When I was in college… all those years ago… we had paper identification. It didn’t even have my picture on it. It was just kind of assumed that if you had the identification you were who it said you were – end of story. When my niece went to college five years ago, her card had all the security features of the identification needed to get into Area 51 and then some. I still don’t quite understand why. Are there thousands of fake college students lined up to get 10 percent off a ticket to a basketball game?

Anyway, identification in pretty much all facets of life have become more secure. Even my library card has a barcode and will perhaps one day have a QR code, though probably 10 years after anyone uses them. 

What interests me about this article is twofold. First, it seems strange to me that the first generation to grow up with identity theft being a very real, very dangerous thing is okay with putting any identification on their phone seems odd. Second, these kids are the future, which leads me to believe that this digitization of identification is the future as well. 

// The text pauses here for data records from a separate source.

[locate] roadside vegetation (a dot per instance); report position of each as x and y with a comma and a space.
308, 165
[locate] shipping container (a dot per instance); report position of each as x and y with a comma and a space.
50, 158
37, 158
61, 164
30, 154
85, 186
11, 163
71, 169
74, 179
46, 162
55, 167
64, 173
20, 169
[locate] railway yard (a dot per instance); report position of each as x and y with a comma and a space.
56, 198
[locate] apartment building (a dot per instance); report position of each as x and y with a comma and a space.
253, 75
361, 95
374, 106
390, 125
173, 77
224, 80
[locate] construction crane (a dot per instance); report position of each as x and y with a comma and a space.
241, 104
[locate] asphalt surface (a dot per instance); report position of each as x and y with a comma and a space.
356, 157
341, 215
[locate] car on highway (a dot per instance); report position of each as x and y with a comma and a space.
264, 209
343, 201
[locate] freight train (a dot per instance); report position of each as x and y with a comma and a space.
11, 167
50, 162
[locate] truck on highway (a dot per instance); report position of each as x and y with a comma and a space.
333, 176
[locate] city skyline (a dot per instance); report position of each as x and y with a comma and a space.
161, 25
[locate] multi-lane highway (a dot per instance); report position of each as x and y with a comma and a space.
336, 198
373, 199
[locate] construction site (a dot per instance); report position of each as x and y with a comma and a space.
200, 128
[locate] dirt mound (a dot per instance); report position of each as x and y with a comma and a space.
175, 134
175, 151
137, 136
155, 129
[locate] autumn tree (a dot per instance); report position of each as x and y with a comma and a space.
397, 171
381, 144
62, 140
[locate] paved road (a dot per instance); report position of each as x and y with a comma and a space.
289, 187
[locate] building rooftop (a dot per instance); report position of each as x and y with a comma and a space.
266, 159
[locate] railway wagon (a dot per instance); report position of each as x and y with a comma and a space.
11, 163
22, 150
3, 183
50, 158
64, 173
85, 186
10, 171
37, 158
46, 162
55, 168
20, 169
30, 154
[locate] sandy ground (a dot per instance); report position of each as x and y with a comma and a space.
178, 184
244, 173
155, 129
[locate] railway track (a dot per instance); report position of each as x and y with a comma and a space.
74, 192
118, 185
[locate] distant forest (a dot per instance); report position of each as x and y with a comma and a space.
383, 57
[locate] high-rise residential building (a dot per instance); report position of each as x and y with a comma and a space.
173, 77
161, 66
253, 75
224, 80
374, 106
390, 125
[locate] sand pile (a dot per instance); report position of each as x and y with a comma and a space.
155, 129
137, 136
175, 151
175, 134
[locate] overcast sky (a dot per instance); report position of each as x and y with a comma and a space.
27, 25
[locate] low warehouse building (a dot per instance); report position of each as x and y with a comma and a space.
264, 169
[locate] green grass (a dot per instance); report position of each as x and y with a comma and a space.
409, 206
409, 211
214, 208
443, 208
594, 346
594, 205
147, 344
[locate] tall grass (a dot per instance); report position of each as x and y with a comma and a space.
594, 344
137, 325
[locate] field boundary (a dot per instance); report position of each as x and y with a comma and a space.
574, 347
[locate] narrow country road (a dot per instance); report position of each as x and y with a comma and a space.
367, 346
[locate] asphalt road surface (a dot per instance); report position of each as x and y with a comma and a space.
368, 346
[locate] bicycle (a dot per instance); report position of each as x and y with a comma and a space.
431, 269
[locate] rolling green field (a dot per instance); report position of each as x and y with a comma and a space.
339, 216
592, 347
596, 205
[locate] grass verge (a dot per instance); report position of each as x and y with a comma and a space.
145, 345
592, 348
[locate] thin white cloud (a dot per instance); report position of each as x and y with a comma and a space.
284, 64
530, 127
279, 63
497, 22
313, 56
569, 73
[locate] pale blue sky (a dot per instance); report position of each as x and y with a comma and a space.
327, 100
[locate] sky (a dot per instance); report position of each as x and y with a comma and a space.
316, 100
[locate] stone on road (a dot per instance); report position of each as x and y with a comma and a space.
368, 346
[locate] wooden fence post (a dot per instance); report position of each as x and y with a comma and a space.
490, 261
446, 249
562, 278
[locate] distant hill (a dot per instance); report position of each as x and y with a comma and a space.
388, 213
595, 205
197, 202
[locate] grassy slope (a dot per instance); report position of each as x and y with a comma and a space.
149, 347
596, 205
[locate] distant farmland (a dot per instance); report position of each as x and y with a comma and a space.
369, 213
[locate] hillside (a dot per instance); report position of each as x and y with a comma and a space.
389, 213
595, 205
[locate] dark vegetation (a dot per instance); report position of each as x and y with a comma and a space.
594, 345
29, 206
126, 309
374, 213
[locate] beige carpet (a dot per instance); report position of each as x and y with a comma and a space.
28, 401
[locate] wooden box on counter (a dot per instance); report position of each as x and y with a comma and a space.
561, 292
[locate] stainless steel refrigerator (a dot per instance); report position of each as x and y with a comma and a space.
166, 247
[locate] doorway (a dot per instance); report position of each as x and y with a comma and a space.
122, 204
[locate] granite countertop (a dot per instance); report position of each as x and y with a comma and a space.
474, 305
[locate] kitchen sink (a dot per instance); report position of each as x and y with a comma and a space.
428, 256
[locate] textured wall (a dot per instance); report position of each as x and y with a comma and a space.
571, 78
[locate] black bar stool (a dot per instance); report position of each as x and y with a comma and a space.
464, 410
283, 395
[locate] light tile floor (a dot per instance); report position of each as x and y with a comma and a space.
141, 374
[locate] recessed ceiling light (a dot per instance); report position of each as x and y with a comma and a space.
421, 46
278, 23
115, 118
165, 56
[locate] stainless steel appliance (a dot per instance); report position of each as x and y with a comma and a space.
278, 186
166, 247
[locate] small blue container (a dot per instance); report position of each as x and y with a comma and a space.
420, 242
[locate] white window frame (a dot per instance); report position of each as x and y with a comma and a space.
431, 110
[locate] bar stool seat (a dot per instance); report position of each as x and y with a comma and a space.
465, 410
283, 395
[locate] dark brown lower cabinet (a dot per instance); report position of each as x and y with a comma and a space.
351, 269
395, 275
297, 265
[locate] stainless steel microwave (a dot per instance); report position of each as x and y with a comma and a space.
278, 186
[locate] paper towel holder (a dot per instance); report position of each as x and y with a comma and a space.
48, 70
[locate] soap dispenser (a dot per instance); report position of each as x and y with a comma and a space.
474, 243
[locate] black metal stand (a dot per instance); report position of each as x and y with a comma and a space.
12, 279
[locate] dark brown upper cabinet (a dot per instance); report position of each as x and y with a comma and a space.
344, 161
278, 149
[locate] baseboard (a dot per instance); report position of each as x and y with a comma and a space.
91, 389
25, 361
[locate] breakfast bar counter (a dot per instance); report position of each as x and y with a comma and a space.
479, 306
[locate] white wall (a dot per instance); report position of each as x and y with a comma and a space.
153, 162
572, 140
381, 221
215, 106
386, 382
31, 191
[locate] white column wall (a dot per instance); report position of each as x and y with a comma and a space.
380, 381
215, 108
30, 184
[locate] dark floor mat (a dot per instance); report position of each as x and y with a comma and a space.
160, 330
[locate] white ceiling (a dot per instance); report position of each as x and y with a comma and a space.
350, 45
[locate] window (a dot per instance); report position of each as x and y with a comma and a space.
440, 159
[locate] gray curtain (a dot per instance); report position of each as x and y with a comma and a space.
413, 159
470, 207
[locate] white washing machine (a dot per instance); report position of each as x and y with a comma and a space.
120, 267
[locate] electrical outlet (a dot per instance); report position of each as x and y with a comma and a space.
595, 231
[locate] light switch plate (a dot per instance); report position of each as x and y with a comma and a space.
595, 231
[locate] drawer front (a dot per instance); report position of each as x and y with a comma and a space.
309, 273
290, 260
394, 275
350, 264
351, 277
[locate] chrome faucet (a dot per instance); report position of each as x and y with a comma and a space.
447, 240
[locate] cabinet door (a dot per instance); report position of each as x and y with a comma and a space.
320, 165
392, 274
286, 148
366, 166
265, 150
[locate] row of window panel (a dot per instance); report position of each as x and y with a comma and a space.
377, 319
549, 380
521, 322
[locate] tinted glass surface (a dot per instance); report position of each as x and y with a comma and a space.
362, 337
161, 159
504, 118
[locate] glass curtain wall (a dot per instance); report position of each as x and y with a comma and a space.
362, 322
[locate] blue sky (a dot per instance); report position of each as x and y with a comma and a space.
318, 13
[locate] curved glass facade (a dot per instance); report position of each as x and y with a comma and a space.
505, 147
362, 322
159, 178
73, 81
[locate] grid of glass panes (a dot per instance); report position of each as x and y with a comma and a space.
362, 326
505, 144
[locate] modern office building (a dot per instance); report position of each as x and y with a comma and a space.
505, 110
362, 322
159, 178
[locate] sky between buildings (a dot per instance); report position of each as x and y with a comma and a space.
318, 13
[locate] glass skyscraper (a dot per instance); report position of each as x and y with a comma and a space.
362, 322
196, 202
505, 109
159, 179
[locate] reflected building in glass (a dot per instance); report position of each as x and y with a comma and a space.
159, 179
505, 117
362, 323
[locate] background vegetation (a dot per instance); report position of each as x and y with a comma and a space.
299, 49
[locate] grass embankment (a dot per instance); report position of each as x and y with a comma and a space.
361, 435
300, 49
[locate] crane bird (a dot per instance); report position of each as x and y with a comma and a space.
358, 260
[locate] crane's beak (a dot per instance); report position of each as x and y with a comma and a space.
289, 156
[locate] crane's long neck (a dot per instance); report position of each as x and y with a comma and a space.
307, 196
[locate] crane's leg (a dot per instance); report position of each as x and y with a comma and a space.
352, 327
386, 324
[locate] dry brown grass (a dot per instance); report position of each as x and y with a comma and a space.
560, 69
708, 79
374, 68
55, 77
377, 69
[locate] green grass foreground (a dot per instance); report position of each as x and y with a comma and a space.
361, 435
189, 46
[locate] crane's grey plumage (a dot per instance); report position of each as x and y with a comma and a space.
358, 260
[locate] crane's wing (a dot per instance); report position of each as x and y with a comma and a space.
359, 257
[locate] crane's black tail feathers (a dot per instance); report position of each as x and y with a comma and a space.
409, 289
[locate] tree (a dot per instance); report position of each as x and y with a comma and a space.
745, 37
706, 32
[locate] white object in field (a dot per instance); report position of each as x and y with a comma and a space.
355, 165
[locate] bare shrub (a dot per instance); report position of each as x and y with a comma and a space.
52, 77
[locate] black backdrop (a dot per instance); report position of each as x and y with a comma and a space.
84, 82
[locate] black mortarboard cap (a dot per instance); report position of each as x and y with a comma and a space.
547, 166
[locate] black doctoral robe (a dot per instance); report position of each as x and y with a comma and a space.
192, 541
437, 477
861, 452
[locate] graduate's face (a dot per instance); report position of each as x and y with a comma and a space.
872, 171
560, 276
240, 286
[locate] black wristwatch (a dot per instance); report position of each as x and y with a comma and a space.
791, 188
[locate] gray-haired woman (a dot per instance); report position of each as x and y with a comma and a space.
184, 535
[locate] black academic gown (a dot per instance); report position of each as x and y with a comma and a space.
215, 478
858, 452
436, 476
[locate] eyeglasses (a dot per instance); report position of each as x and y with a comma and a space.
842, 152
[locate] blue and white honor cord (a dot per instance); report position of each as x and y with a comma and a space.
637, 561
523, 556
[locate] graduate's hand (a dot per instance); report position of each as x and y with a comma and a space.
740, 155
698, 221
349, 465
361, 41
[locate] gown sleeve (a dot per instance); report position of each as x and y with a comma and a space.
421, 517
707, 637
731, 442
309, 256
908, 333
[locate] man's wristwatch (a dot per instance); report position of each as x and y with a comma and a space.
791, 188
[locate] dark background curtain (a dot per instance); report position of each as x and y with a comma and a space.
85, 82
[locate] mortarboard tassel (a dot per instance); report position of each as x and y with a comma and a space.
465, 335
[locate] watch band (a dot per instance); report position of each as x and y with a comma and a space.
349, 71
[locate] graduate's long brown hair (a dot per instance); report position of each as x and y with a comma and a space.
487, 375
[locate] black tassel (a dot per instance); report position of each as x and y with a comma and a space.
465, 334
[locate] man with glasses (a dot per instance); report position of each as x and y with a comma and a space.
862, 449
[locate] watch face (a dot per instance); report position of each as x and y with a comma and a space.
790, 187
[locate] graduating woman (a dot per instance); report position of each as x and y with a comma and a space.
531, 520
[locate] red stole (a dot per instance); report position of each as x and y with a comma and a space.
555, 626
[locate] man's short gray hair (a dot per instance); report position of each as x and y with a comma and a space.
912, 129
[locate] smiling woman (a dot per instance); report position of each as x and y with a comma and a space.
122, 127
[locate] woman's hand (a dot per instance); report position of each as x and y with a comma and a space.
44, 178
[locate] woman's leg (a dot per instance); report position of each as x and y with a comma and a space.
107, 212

In the article, the author states that one piece of rationale used when discussing the desire to have phones as ID is that students will notice when phones are lost, but will not necessarily notice when their ID card is missing. To this I would simply state that these students have also grown up in a world where computer hacking is a daily occurrence, and one which is only increasing. Entire organizations, such as Anonymous, are gaining members and popularity as they hack into some of the most secure networks in the world. Why the students in this study are not concerned with phone hacking, which, along with car hacking, is becoming a very real threat, is beyond me. 

Or maybe I’m just old.

The second concern I have pervades everything I think about technology and may be the result of too many science fiction movies and books in my time, but it is a very real concern and a valid one, if I do say so myself. The concern is that, with everything being digital, everything is able to be manipulated or stolen entirely. Whereas in the good ole days a criminal had to sift through my garbage to steal my identity, it would seem a good enough actor could actually assume my identity, doing things like uploading his picture or fingerprints to my identification. 

Or maybe I’m just paranoid. Or old. Or right.

The fact is, this study concerns me partly because I have enough experience in my life to know two things: college students don’t know anything and one bad apple spoils the bunch. I know the first thing because I was one, and I know the second thing because I’ve known some bad apples. What works well on paper should, in this case, be left to paper.